Protocol of the Session on September 2, 2016

(Zwischenruf Abg. Wolf, DIE LINKE: Thügi- da, Thügida!)

Das bedeutet, meine Damen und Herren – das habe ich jetzt, glaube ich, hinreichend deutlich ge

macht –, dass auch und gerade diese Landesregierung den Verdacht der politischen Justiz hervorruft. Genau diese Landesregierung macht das. Und im Sinne eines funktionierenden Rechtsstaats gilt es, diesen Verdacht – Sie können ihn ja gleich entkräften, Herr Lauinger – zu entkräften. Dazu sollten wir gemeinsam alles tun, damit die Politik keinen Einfluss mehr auf die Strafverfolgung nehmen kann. Es gilt, eine unabhängige Staatsanwaltschaft zu schaffen.

(Beifall AfD)

Eine solche unabhängige Staatsanwaltschaft ist wiederholt mit dem Verweis auf die – jetzt komme ich wieder zu Frau Walsmann – parlamentarische Kontrolle der Exekutivbehörde, also das Justizministerium, abgelehnt worden. Das hört sich gut an, ist aber nur lauwarme Luft. Denn wie aus den Antworten auf die Kleine Anfrage 980 hervorgeht, kann und will die derzeitige Praxis ja gar keine parlamentarische Kontrolle leisten. Denn es liegt gar keine Aktenlage vor, sodass nicht nachvollzogen werden kann, wann wer welche Weisungen erteilt oder Berichte verlangt hat. Die Landesregierung erinnert sich an nichts und der Justizminister widerspricht sich wieder einmal selbst.

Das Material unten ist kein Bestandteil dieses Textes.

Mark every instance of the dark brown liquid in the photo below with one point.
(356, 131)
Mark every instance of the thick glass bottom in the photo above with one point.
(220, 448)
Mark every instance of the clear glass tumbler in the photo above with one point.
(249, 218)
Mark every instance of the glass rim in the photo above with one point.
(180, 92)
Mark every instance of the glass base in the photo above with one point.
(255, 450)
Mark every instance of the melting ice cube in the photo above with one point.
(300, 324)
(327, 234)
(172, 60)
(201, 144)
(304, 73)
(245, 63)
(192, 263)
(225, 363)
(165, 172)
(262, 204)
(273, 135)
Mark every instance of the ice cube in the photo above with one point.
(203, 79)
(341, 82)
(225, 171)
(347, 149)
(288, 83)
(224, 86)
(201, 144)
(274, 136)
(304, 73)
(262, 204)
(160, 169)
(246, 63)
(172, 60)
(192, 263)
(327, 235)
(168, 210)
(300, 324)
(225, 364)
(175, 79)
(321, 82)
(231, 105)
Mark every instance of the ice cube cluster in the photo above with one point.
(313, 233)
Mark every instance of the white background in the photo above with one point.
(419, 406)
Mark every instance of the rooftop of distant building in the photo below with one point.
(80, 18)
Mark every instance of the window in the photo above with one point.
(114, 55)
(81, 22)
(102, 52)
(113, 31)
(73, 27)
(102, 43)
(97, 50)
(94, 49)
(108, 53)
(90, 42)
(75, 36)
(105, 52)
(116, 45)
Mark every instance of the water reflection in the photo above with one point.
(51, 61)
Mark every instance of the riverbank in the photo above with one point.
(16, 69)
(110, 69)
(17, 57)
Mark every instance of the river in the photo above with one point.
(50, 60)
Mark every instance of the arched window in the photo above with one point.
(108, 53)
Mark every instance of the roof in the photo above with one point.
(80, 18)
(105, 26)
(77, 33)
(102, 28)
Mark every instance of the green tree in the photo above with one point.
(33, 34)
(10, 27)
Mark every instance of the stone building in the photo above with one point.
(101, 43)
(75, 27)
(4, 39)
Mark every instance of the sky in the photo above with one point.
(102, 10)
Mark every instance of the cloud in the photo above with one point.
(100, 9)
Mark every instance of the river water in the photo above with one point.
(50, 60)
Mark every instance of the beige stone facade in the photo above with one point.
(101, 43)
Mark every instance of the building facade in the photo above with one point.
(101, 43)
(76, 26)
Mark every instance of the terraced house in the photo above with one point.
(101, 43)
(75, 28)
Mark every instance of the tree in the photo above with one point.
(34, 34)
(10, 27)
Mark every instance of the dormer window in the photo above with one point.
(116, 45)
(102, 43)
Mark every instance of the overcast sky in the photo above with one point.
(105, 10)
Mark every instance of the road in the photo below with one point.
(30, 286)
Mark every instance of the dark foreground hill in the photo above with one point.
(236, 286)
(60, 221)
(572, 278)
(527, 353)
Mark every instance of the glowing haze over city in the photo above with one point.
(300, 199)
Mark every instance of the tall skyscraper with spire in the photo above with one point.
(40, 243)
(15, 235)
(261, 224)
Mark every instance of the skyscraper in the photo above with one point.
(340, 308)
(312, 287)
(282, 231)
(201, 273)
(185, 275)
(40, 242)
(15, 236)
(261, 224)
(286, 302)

Das Weisungsrecht ist aber auch deswegen unnötig, weil sich damit die parlamentarische Kontrolle gar nicht sichern lässt, weil man, Herr Lauinger, gar nichts weiß, zumindest bis jetzt, vielleicht helfen Sie uns da gleich weiter. Man braucht es auch gar nicht, um die Staatsanwaltschaft zu ordentlichem Arbeiten anzuhalten, denn das Legalitäts- und Rechtsstaatsprinzip gilt auch für die Staatsanwaltschaft. Frau Walsmann hat darauf hingewiesen, dass wir in dem Bereich der Verfolgung Unschuldiger oder der Strafvereitelung im Amt sind. Um das auszuschließen, brauche ich kein Weisungsrecht.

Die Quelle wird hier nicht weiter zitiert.